The Mickey Rourke Collection lacks one key ingredient – 4 good films. The inclusion of A Prayer For The Dying simply qualifies as a slap in the face to an actor who repudiated the film before it was even released. IRA bomber tries to blow up a troop transport and instead blows up a full school bus. Whoops. Can you say “exploitation”? The irony here is that there had to have been something in the original script because Rourke waived his salary in order to make the film – sometimes the worst crimes are preformed in the cutting room. In fairness there are two movies in this four movie set that are worth watching all be it for completely different reasons.
If this were done properly the Mickey Rourke Collection would start with Diner which, like this collection, is an MGM property. Of course I would also have included the stylistic Domino but that has more to do with style and Keira Knightley than Mickey Rourke. Instead of Diner we are treated to the Michael Cimino treatment of Desperate Hours which is a set up for so many one liners it is difficult to restrain oneself. If movies were rated on offbeat pacing, incongruous music, silly escapes and uneven performances this would be a tour de force. As it is Desperate Hours makes for a bit of a time waster on a rainy day but not much more. Crime movies – or escape movies – without tension are not really worth the effort. A topless Kelly Lynch and a decent performance by Anthony Hopkins can make up for some of the problems and Rourke himself delivers a decent performance but all in all this was a poor choice to start off this collection.
Second up is a movie that is so bad it qualifies as good. One of my personal favourite bad movies (I have a ton of them) Harley Davidson and the Marlboro Man ranks as a true gift to disjointed storytelling, over the top acting, semi-philosophical quotes and just plain fun. In a world gone mad with drugs and bank profiteering (no really) Harley and Marlboro rob the wrong people with the expected results of gunfire and explosions. This is a real romp of a movie but really – really bad. If you are a fan of the bad movie as a subgenre you will enjoy Harley Davidson and the Marlboro Man.

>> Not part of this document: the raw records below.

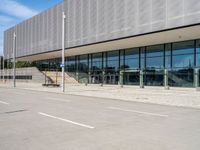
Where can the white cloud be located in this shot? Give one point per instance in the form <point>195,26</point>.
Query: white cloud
<point>16,9</point>
<point>11,13</point>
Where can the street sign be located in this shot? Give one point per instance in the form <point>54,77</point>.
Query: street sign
<point>62,65</point>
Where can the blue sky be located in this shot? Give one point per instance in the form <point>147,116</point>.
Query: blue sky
<point>14,11</point>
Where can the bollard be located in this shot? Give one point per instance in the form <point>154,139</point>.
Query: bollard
<point>166,77</point>
<point>141,79</point>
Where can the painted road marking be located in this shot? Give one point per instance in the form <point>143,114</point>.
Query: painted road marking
<point>139,112</point>
<point>4,103</point>
<point>65,120</point>
<point>57,99</point>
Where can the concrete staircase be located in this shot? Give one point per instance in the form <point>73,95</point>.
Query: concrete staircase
<point>56,77</point>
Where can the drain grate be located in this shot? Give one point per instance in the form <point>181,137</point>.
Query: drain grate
<point>15,111</point>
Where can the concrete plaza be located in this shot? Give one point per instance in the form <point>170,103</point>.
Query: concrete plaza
<point>31,120</point>
<point>183,97</point>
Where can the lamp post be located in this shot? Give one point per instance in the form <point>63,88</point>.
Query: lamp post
<point>14,60</point>
<point>63,52</point>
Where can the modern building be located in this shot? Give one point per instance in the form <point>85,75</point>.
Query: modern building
<point>134,42</point>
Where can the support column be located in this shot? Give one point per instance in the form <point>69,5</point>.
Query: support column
<point>121,78</point>
<point>141,79</point>
<point>103,76</point>
<point>89,78</point>
<point>63,52</point>
<point>196,78</point>
<point>77,76</point>
<point>166,77</point>
<point>14,60</point>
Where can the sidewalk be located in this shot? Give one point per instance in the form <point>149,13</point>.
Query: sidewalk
<point>185,97</point>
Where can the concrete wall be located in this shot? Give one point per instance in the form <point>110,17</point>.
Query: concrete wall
<point>91,21</point>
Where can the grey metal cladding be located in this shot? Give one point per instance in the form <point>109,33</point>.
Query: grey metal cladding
<point>90,21</point>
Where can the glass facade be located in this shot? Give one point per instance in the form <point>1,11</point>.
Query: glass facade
<point>180,59</point>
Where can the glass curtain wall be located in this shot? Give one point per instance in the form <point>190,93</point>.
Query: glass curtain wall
<point>96,68</point>
<point>182,73</point>
<point>180,58</point>
<point>112,67</point>
<point>198,57</point>
<point>154,73</point>
<point>83,68</point>
<point>71,64</point>
<point>131,66</point>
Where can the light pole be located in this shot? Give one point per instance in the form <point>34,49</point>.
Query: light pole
<point>63,52</point>
<point>14,59</point>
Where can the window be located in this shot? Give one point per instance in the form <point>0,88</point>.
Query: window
<point>97,62</point>
<point>183,54</point>
<point>155,57</point>
<point>112,61</point>
<point>168,56</point>
<point>198,53</point>
<point>142,58</point>
<point>132,58</point>
<point>83,64</point>
<point>71,64</point>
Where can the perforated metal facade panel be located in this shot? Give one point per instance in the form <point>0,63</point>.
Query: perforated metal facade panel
<point>91,21</point>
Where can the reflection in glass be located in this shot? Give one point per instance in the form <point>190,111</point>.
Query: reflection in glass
<point>132,58</point>
<point>155,57</point>
<point>181,77</point>
<point>168,56</point>
<point>198,53</point>
<point>71,64</point>
<point>183,54</point>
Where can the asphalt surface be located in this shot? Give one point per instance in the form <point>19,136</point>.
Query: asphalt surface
<point>32,120</point>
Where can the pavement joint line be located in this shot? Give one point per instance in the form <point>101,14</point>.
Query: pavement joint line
<point>139,112</point>
<point>65,120</point>
<point>4,103</point>
<point>57,99</point>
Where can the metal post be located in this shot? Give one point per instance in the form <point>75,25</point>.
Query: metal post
<point>3,71</point>
<point>63,51</point>
<point>103,74</point>
<point>141,79</point>
<point>14,60</point>
<point>196,78</point>
<point>166,83</point>
<point>121,79</point>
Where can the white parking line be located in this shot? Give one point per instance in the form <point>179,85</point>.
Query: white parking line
<point>65,120</point>
<point>139,112</point>
<point>57,99</point>
<point>4,103</point>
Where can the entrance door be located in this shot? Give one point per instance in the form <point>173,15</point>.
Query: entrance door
<point>96,79</point>
<point>112,79</point>
<point>131,78</point>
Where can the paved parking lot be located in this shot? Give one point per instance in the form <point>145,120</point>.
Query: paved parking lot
<point>31,120</point>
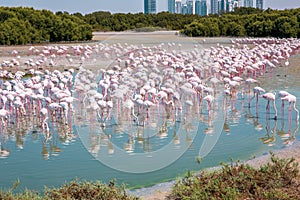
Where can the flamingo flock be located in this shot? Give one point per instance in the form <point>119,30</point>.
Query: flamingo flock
<point>143,83</point>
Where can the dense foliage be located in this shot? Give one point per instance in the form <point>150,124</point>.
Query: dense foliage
<point>276,180</point>
<point>73,190</point>
<point>248,22</point>
<point>20,25</point>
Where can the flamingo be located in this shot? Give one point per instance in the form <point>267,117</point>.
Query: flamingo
<point>292,100</point>
<point>270,97</point>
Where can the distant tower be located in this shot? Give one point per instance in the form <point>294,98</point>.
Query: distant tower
<point>171,6</point>
<point>228,6</point>
<point>248,3</point>
<point>214,6</point>
<point>184,9</point>
<point>236,4</point>
<point>260,4</point>
<point>178,7</point>
<point>201,7</point>
<point>150,6</point>
<point>190,6</point>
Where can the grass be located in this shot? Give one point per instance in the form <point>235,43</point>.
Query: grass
<point>73,190</point>
<point>279,179</point>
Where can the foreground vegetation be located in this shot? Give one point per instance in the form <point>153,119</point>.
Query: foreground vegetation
<point>20,25</point>
<point>276,180</point>
<point>72,190</point>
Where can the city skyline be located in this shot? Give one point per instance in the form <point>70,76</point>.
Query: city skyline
<point>117,6</point>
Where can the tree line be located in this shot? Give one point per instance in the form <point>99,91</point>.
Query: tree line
<point>20,25</point>
<point>24,25</point>
<point>247,22</point>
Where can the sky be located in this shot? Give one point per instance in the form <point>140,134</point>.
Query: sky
<point>117,6</point>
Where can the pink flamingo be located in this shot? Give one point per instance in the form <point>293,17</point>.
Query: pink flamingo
<point>292,100</point>
<point>209,99</point>
<point>270,97</point>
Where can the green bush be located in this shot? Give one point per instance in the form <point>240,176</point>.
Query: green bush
<point>73,190</point>
<point>275,180</point>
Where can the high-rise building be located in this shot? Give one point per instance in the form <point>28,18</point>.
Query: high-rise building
<point>190,7</point>
<point>260,4</point>
<point>201,7</point>
<point>248,3</point>
<point>171,6</point>
<point>236,4</point>
<point>214,6</point>
<point>184,9</point>
<point>228,6</point>
<point>222,6</point>
<point>150,6</point>
<point>178,7</point>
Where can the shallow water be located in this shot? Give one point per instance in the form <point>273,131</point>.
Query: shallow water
<point>87,151</point>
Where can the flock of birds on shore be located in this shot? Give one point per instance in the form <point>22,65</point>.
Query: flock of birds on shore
<point>142,83</point>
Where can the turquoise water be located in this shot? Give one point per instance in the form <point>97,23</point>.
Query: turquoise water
<point>37,162</point>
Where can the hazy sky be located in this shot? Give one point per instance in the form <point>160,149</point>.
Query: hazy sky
<point>114,6</point>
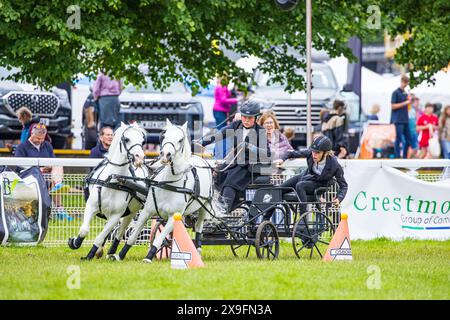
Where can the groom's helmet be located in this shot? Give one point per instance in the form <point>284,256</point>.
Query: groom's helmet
<point>321,143</point>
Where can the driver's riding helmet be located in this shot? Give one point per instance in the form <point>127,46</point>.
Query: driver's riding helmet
<point>321,143</point>
<point>250,109</point>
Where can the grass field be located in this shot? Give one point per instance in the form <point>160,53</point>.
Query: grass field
<point>408,270</point>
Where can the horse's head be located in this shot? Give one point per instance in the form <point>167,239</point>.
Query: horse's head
<point>174,143</point>
<point>131,143</point>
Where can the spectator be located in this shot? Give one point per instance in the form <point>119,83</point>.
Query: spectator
<point>278,143</point>
<point>222,102</point>
<point>413,115</point>
<point>444,131</point>
<point>106,92</point>
<point>90,109</point>
<point>399,117</point>
<point>289,133</point>
<point>36,146</point>
<point>105,140</point>
<point>374,112</point>
<point>426,124</point>
<point>25,118</point>
<point>333,127</point>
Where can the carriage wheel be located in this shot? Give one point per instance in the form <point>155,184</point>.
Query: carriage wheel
<point>312,234</point>
<point>267,242</point>
<point>240,250</point>
<point>166,246</point>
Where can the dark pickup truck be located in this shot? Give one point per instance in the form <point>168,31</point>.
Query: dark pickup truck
<point>151,107</point>
<point>52,107</point>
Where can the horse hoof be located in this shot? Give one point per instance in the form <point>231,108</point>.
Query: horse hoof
<point>114,257</point>
<point>99,253</point>
<point>71,244</point>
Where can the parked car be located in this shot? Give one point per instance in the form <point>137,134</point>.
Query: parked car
<point>290,108</point>
<point>151,107</point>
<point>52,107</point>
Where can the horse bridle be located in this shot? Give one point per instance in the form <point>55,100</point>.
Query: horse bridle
<point>171,143</point>
<point>123,142</point>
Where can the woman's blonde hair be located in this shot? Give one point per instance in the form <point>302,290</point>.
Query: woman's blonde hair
<point>375,109</point>
<point>269,114</point>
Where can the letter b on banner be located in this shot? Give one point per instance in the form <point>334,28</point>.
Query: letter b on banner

The Pope of Greenwich Village stands out as a classic Mickey Rourke vehicle as well as a showcase for a young Eric Roberts in one of the most enjoyable gangster movies of the mid ‘80s. Technically The Pope of Greenwich Village is not really a gangster movie – more of a heist movie with gangsters involved. Mickey Rourke plays Charlie who has a cousin Paulie (Roberts). Paulie’s elevator doesn’t quite make it to the top of the building. There are things that just shouldn’t go together in this world and robbing the mob to lay off a bet on a “sure thing” should probably top the list. The Pope of Greenwich Village is a very good movie with standout performances and solid direction – well worth your time.
As mentioned earlier A Prayer for the Dying just doesn’t pass muster as a good movie - it also doesn't fall into the category of a "good" bad movie. There is a solid performance from Bob Hoskins as a priest if you are looking for a high point but the rest is a wash. If you do decide to watch this one try and figure out how someone can get from being an attempt to be held prisoner aboard a ship at the docks to a church tower in town to rescue a priest and a little girl in under ten seconds. Even those who are generous in their suspension of disbelief will be hard pressed to enjoy this dubious film making effort.
The Mickey Rourke Collection will find no permanent place in my DVD library. Mickey Rourke will in Diner, Sin City and The Wrestler but beyond that if I ever get the urge to see the rest of his oeuvre it will have to be rented.